There are three ways to submit the 4868 form:
- By mail. If you’re old-fashioned, you can print the form, fill it out and mail it to the IRS. It’s best to mail it from a post office: the form contains your Social Security Number and if it’s stolen you could face identity theft.
- Through your tax software. Most popular tax software packages give you the option of filing form 4868 through your tax software.
- Through the IRS Free File website. You can go to the IRS Free File website and submit the form there. You can only file your tax return on the site if your adjusted gross income is below $69,000, but any taxpayer of any income level can request an extension through the Free File site.
In any of these cases, you will have to be sure that the form reaches the IRS by the deadline: April 15 in a normal year, July 15 in 2020.
You Still Have to Pay
If you file form 4868 your deadline for filing your tax return will be extended. You will still have to pay your estimated taxes by the filing deadline. If you still owe money after your estimated tax payment you will face a penalty and pay interest on the sum you owe.
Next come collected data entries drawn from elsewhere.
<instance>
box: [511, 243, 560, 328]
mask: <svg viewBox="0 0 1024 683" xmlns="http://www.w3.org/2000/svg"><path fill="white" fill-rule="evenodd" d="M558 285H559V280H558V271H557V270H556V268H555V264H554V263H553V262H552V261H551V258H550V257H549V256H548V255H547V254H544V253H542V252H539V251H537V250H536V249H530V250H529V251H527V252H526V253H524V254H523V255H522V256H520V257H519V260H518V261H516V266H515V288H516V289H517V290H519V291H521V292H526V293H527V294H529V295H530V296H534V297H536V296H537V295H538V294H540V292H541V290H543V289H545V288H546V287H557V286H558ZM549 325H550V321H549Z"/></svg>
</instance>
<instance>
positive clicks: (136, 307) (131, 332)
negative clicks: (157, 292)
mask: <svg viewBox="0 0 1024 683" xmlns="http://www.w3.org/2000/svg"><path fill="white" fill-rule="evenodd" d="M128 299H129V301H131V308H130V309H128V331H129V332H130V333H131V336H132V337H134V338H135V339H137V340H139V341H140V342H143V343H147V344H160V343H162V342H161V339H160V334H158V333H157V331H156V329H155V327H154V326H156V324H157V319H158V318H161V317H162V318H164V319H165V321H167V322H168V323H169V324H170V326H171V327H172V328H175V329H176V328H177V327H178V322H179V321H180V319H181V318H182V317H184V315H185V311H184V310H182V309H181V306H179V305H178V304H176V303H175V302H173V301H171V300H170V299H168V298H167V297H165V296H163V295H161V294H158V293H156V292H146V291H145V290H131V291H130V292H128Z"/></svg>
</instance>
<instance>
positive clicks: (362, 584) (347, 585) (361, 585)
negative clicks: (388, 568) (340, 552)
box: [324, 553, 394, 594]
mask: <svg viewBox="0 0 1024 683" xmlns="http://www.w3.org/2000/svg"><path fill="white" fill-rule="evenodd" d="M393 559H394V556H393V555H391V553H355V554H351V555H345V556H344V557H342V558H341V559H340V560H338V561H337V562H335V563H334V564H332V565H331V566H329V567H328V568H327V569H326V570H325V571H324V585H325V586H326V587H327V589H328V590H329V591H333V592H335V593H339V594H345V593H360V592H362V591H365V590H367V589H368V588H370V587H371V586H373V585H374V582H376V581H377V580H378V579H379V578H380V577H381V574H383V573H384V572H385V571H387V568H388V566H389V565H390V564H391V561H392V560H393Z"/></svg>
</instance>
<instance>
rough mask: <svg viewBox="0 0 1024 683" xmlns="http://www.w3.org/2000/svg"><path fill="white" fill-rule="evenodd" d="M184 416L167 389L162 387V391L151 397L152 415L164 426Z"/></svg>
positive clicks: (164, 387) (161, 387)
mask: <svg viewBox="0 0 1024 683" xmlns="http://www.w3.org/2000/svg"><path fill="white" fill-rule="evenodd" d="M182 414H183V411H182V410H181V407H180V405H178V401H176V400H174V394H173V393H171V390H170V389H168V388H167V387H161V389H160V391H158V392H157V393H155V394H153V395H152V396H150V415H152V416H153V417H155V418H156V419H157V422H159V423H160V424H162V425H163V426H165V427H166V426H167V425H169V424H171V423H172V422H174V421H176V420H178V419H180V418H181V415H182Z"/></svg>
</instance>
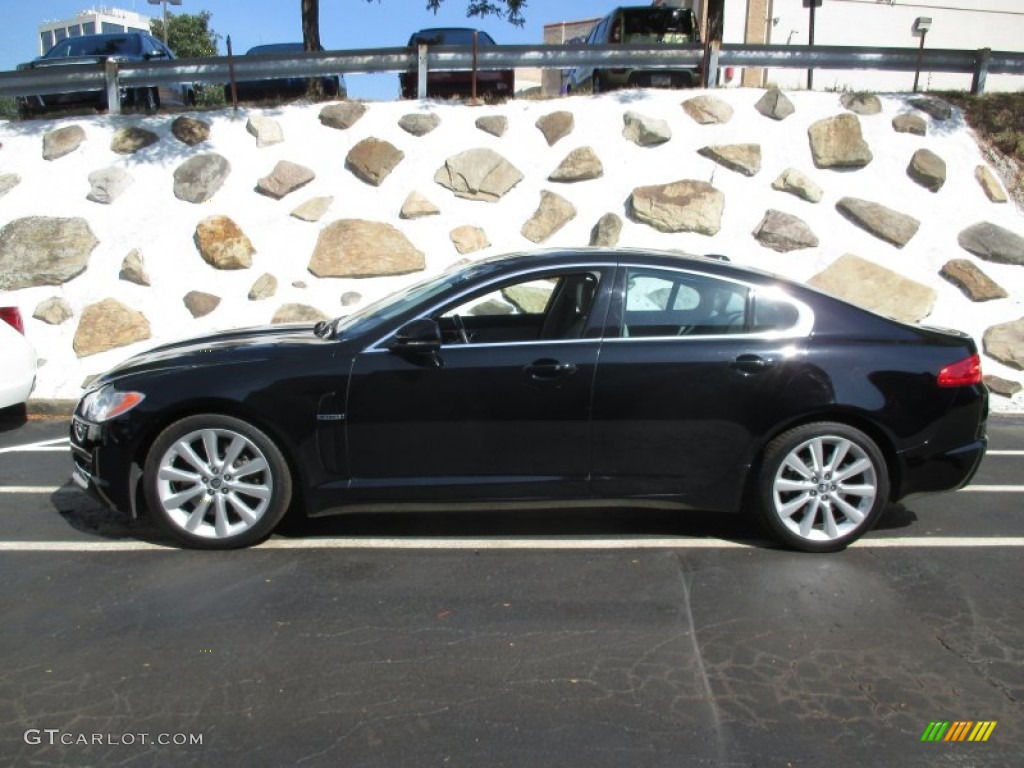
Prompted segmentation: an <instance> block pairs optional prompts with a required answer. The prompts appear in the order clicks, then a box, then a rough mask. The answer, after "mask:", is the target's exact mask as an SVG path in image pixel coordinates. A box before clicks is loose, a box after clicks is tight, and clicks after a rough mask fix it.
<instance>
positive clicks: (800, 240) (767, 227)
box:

The IRS may waive the penalty if you pay your entire estimated amount, your estimate was 90% or more of the total sum you owe, and you pay the balance on or before the extended deadline.
You’ll also need to remember to file your return on or before the extended deadline or you’ll face penalties.
Some taxpayers receive automatic filing deadline extensions:
- If you are living and working outside the US at the time of the deadline you will get an automatic two-month extension of the filing and payment deadline.
- Active-duty military personnel may also receive automatic extensions, especially if they are deployed in hazardous or combat zones.
- If you have been affected by a natural disaster you may receive an extension. Check this list of disasters that qualify for an automatic tax deadline extension to see if the disaster is qualified and how much of an extension you’ll get.
If you’re not sure whether you qualify for an extension or not, confirm your status or file form 4868 or you could find yourself paying penalties.
If you need more time to file your tax return, think about your options early. Don’t wait until the last minute. Remember that an extension of the filing deadline is not an extension of the payment deadline. You will still have to pay your estimated tax bill by the deadline. If your estimate is more than 10% less than your actual bill you may face penalties on the difference.
State tax returns require separate extension requests, so don’t forget to file those forms as well, if you also need more time to file your state tax returns.